On Sept. 11, as horrified Americans watched commercial airliners barrel into the World Trade Center and the Pentagon, the life's work of Dennis Kux '52 suddenly became vastly more valuable to those citizens-and the news outlets that inform them.
Kux parlayed 39 years of experience in the U.S. State Department, particularly his expertise on South Asia, into a second career beginning in 1994 as a highly acclaimed author of books and articles about the United States' relations with India and Pakistan.
In the aftermath of the terrorist attacks, people who'd ignored the rise of Afghanistan's repressive Taliban regime-and the politics of its neighboring nations-suddenly found themselves with a new vocabulary and a burning desire to learn more about the forces that led to the terrorist attack.
Kux has been interviewed on three television networks and National Public Radio and given lectures at more than a dozen clubs, colleges, and other organizations. His comments also appeared in a number of newspapers, including The Washington Post. “It's a very, very fluid situation,” he says. “The talk changes each time, but the background remains the same.”

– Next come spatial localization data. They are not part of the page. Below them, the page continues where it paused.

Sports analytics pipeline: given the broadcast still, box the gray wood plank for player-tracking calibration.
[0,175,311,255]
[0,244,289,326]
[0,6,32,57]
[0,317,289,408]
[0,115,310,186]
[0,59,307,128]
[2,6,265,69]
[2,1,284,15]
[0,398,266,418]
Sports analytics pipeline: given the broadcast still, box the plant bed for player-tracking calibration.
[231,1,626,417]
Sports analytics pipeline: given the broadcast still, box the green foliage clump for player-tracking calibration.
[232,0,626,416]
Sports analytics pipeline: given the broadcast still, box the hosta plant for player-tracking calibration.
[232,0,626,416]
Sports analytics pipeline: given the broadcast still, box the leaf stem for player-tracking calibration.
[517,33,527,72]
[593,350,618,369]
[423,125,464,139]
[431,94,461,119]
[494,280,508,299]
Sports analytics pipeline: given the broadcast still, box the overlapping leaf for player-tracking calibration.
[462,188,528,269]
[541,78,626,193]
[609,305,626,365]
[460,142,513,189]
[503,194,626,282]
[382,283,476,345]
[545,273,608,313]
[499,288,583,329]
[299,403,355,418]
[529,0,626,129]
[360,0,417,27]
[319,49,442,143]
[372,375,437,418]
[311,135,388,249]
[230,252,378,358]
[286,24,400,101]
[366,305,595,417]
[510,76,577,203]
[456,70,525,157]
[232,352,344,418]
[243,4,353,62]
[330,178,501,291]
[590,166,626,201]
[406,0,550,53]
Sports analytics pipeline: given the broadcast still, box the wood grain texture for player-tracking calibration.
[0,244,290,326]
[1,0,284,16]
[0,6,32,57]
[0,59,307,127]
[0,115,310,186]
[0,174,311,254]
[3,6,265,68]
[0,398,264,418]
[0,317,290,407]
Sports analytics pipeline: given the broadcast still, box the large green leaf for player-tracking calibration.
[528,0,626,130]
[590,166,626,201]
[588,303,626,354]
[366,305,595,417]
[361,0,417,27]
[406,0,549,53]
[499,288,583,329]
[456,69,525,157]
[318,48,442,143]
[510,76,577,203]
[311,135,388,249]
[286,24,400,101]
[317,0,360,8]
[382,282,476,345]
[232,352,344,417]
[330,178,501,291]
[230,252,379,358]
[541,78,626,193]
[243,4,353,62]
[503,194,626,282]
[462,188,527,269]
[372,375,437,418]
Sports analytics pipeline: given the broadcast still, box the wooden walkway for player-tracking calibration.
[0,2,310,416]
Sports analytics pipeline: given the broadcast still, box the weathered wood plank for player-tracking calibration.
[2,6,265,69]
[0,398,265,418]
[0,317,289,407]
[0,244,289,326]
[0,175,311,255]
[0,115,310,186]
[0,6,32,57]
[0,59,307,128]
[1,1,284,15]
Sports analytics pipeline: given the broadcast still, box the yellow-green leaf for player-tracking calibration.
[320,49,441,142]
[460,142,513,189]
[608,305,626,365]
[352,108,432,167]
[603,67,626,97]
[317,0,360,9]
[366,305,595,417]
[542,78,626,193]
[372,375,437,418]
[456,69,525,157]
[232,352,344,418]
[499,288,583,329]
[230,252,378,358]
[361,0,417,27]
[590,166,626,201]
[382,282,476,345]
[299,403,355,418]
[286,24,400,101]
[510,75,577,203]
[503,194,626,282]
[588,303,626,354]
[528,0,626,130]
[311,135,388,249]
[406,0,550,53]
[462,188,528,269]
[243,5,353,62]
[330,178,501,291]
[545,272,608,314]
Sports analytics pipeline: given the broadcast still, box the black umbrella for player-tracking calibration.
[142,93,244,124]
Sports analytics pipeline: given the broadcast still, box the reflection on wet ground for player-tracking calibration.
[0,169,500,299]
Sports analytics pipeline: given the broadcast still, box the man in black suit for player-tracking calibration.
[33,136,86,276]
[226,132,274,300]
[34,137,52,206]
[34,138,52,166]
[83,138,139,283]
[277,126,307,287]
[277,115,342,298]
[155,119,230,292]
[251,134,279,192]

Reporters asked: Why did Pakistan support the Taliban before switching its alliance in the wake of the attacks? How would Pakistani Muslims react to American bombs falling on Afghanistan?
For Kux, who has watched Pakistan founder since its birth nearly 55 years ago, many answers lie in the nation's history of conflict with India and in the uneven treatment it has received from the U.S.
Kux, who visited Afghanistan several times when he was at the U.S. embassies in India and Pakistan, says the U.S. and other nations can't afford to turn their backs on Pakistan as they did on Afghanistan after the Russians left. “We didn't really try to help them form a stable government,” he says, explaining that in the case of Pakistan, “we and the rest of the world need to stay with them. If Pakistan becomes a failed state, it will make Afghanistan look like a kindergarten.”
Kux says that in order to keep Pakistan from becoming a place for conflict and terrorism to thrive, the U.S. must act as mediator between Pakistan and India.
Interest in Diplomacy Grew
The New York Times called his first book, India and the United States: Estranged Democracies, 1941-91, “the definitive history of Indian-American relations.” A companion volume, The United States and Pakistan 1947-2000: Disenchanted Allies, came out in summer 2001 and quickly proved far more timely than he had anticipated.
Kux says his interest in diplomacy and foreign policy began when he was a history major at Lafayette and took government classes taught by Eugene Parker Chase, a former State Department official. His interest grew, when, as a first lieutenant in the U.S. Army, he interrogated Korean, Chinese, and Japanese prisoners of war.
After receiving his master's degree at Fletcher School of Law and Diplomacy, Tufts University, he was hired by the State Department in 1955 to study and report on economic policy. In 1957, when he arrived at the U.S. Embassy in Pakistan, the heat was intense and the odds of contracting hepatitis were about one in four. By the end of his two-year assignment, Kux had fallen in love with the land, the people, and the complicated political and cultural history of South Asia.
Kux did a tour of duty in India, worked on South Asia policy in Washington, D.C., and worked two years in Bonn, Germany. He returned to Pakistan for another two-year tour in 1969, ending it as “unwitting control officer” for U.S. Secretary of State Henry Kissinger's secret trip to China, preceding President Richard Nixon's historic trip there.
New Book in Process
Kux spent the 1970s on a tour of duty in Turkey and back in Washington, D.C., as country director for India, Nepal, and Sri Lanka. He was named deputy assistant secretary for intelligence coordination in 1980, then deputy director for management operations in 1984. Two years later, he headed overseas again, this time as ambassador to the Ivory Coast. He speaks French, Russian, Hindi, Tamil, and Urdu.
When Kux returned to the United States in 1989, he continued his State Department career for another five years, then began work on his first book. He visited Uzbekistan in the late 1990s, and served as a fellow of the Woodrow Wilson International Center for Scholars from 1996-97. He is currently a senior scholar at the Wilson Center and executive director of the Asia Society's Council on Foreign Relations.
Kux adds that his new career hasn't kept him buried in the archives. He has returned to both Pakistan and India on Fulbright fellowships, and will return to India to work on his third book, which will address United States-India relations following the Cold War.